The following report details the steps taken to gather, assess, and clean data obtained for the twitter account WeRateDogs. The first set of data was obtained from two separate sources. The data in these sources contained data about each tweet sent out from the account, such as the tweet text, timestamp, retweet count, and favorite count. The second set of data contained neural network image predictions of the images in the tweets.

## Gathering

To obtain the first set of twitter data, a `.csv` file containing the twitter archive data for the account was imported with pandas `read_csv()`. The second set of twitter data was pulling directly from Twitter's API and read into python with `read_json()`. Panda’s `read_csv()` was also used to import the `.tsv` file containing the image prediction data of the images in the WeRateDogs tweets. 

## Assessing

The quality and tidiness issues spotted in the data during assessment of the data are listed below:

### Quality Issues

1. There are retweets in the dataset

2. twitter archive timestamp is a string not a time

3. image prediction p1, p2, p3 are strings, not categories

4. all tweet ids are ints, but is not useful mathematically

5. the twitter archive source column has html in it.

6. The source column seems categorical, but is a string.

7. Some dog breeds in the image predictions are lower case and some are upper case

8. Some of the dog names in tweet_data are not names ("None", "the", "a")


### Tidiness issues

1. doggo, floofer pupper, puppo are columns rather than values in a single column.
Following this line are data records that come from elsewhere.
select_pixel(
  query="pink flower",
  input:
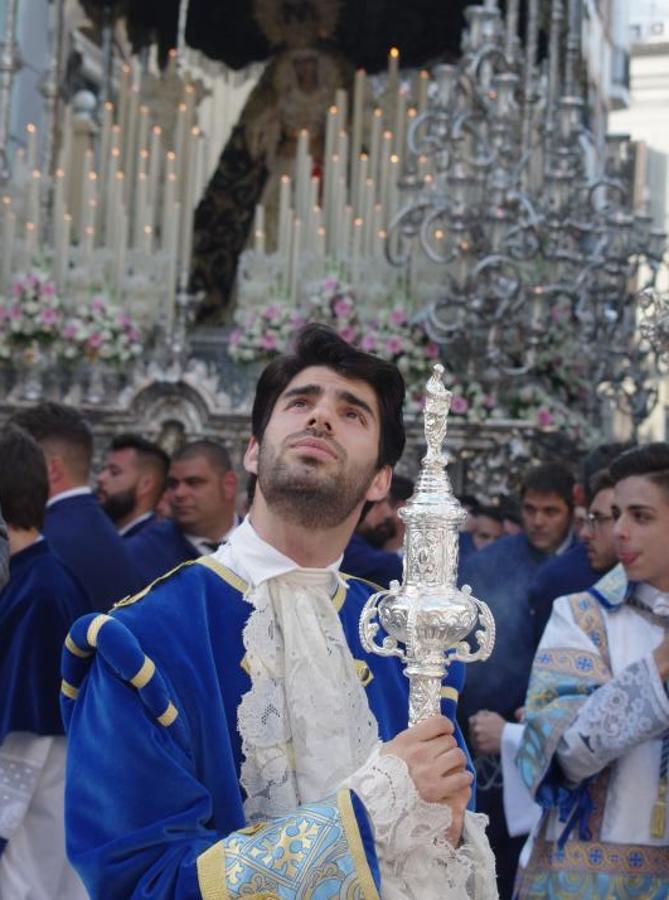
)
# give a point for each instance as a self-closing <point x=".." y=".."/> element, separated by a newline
<point x="347" y="333"/>
<point x="268" y="341"/>
<point x="49" y="316"/>
<point x="394" y="346"/>
<point x="544" y="418"/>
<point x="272" y="313"/>
<point x="342" y="307"/>
<point x="459" y="405"/>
2. The tweet archive and tweet data are separate tables

## Cleaning

The cleaning process involved multiple steps to resolve all of the issues. The first cleaning step involved data type changes to multiple columns. Timestamp was converted from a string to a datetime, the image prediction columns containing dog breeds and other objects were converted to categories. The source column containing where the tweet was sent was converted from a string to a category. Finally the tweet ids were converted from ints to strings as the ids numbers are only for reference and are not useful in any mathematical sense. 
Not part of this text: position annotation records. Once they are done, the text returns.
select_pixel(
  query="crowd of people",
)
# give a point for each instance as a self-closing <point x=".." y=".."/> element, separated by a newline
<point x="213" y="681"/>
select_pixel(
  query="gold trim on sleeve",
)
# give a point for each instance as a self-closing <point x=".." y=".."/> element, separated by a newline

There were then another set of cleaning steps used to remove unneeded information. Retweets were not useful to this analysis and were removed from the dataset. The source column contained unneeded html tags and a regular expression was used to extract the wanted text out of the html tag. The dog names in the twitter data contained text that were not names and were removed from the data and replaced with NaN. It is possible that some of the non-name text was missed, but the bulk was removed and further cleaning can be done if more issues are found.

The last bit of cleaning involved the issue where the dog breeds and other objects in the image prediction contained some text with uppper case letters and some text with all lower case letters. To make the data consistent, all of the columns containing this kind of data were converted to all lowercase text. 
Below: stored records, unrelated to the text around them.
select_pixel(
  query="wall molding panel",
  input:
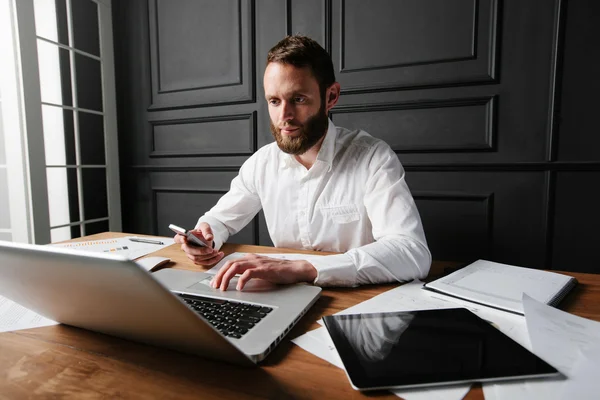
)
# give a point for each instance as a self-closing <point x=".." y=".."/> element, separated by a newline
<point x="209" y="136"/>
<point x="186" y="45"/>
<point x="417" y="49"/>
<point x="453" y="125"/>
The remainder of the cleaning invloved tidiness issues. The first tidiness issue was caused by dog stages each having their own column. The stages better serve the dataset as values under a “dog_stage” variable column. The columns were condensed into a single column representing the dog_stage variable. The final tidiness issue that needed to be resolved was the tweet data and tweet archive table both contained data about each tweet and were therefore combined into a single table. 

## Summary

The twitter data for the account WeRateDogs was gathered from multiple sources, assessed, then cleaned for all identified quality and tidiness issues. While there may be issues found during analysis that need further cleaning, all of the issues found thus far in the dataset have been cleaned and the data is ready for analysis.